Гриша жалко улыбнулся.
– Мне светит двенадцать лет лишения свободы в русской системе, а она ужасна, я это знаю, я видел, я не стану тебе врать, мон шер… Она убьет меня, это совершенно ясно… И я написал чистосердечное признание! С одним условием – до конца следствия и на период судебного процесса я останусь здесь, в «Лефортово». Не поеду в другую тюрьму. Я ненавижу русские тюрьмы. Поверь, я повидал их немало. Я везде побывал. И проникся. И не желаю туда ехать. Там – страшно. Вонь, грязь, ужасные уголовные рожи, теснота, болезни, голод… Ад! Ад для дураков!
5
Неожиданно снова загремел замок. В дверном проеме появился силуэт человека в коричневом пиджаке, розовой рубахе и сером галстуке. Незначительное лицо отягощала печать утомления.
– Здравствуйте, товарищи, – произнес он официальным тоном. – Я прокурор по надзору. Жалобы, претензии есть?

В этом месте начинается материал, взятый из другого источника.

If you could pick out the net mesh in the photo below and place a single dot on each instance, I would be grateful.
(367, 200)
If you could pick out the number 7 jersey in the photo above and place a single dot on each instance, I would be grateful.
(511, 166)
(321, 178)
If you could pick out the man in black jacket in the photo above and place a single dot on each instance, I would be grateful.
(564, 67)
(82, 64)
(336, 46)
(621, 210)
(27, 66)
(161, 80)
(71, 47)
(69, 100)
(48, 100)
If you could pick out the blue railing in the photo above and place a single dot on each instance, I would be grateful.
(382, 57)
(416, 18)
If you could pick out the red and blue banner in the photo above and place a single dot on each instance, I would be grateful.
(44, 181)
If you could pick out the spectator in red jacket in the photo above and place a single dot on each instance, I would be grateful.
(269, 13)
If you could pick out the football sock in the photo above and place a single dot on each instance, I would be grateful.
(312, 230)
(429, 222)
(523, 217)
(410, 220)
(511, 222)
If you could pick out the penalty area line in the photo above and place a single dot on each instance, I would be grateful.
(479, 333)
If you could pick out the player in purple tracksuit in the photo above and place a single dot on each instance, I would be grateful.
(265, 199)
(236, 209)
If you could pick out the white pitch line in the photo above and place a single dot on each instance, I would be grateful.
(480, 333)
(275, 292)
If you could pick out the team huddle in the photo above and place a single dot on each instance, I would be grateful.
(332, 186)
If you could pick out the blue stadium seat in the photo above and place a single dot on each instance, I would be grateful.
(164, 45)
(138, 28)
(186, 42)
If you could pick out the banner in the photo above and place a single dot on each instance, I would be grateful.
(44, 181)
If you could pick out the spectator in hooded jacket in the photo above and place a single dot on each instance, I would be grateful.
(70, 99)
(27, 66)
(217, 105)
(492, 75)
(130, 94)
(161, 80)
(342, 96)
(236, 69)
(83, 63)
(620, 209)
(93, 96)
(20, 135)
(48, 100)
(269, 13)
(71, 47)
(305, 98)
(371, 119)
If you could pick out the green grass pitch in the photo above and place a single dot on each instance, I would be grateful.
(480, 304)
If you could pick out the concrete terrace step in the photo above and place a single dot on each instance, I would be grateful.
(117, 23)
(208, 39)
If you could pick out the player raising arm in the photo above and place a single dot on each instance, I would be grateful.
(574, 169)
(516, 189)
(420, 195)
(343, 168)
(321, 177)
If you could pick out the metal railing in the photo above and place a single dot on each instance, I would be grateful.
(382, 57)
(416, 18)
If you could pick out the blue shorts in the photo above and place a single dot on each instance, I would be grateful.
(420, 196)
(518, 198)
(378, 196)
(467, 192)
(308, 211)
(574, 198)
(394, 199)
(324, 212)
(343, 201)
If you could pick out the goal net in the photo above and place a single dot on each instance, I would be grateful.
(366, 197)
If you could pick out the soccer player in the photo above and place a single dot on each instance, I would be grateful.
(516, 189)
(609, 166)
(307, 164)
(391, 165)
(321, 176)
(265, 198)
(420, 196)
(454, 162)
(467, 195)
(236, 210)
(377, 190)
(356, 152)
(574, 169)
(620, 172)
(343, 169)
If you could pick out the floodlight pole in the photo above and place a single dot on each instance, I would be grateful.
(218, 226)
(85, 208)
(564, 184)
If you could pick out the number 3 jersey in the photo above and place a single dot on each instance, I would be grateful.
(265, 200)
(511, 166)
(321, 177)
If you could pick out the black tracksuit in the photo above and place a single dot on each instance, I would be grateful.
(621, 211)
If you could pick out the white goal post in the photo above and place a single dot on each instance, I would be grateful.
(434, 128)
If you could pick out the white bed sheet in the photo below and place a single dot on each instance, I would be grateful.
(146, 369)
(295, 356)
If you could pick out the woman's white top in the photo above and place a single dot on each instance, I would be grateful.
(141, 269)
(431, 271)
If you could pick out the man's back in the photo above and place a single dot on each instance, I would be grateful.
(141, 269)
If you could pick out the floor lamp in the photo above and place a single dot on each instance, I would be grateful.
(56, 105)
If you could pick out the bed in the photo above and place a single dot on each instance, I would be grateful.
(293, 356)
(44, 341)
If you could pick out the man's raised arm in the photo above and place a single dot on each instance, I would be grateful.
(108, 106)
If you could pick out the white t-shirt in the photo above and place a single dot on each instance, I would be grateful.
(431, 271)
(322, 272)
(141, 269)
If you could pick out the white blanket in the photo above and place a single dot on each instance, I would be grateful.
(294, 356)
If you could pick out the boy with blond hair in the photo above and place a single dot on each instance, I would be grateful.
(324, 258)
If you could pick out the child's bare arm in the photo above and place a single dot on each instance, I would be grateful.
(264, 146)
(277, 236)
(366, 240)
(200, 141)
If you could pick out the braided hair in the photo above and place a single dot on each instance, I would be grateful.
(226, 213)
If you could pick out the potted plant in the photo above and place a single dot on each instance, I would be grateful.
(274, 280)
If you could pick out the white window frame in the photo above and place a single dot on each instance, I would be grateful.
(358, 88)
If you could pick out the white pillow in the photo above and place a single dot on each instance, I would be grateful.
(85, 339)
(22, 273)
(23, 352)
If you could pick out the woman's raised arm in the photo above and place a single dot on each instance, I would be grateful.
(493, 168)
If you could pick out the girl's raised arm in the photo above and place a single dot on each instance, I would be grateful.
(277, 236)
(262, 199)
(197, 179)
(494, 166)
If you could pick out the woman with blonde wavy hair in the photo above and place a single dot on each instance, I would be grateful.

– Нет, – ответил я, хорошо различая все тюрьмы прокурора. Его шея маялась в тюрьме галстучного узла, обширный покатый живот – в тюрьме ремня. Багровый нос прокурора и щеки, покрытые сеткой сосудов, прямо указывали на тюрьму пристрастия к алкоголю, а унылый, нелюбопытный взгляд, равнодушно скользящий по мне и Грише, свидетельствовал о том, что сам род занятий чиновника, его работа, его способ добыть свой хлеб – тяготят его, надоели, обрыдли и тоже воспринимаются как тюрьма.
Выслушав ответ, он немедленно повернулся и ушел – намертво засевший внутри своих собственных тюрем, неэнергичный, усталый человек.
Глава 26
1
– Наконец-то! – удовлетворенно произнес капитан Свинец и улыбнулся. Жизнерадостно, по-весеннему. – Наконец-то! Что характерно, я всегда в тебя верил! Я знал, что ты однажды мне все расскажешь. Ты поступил правильно. Молчать – не в твоих интересах…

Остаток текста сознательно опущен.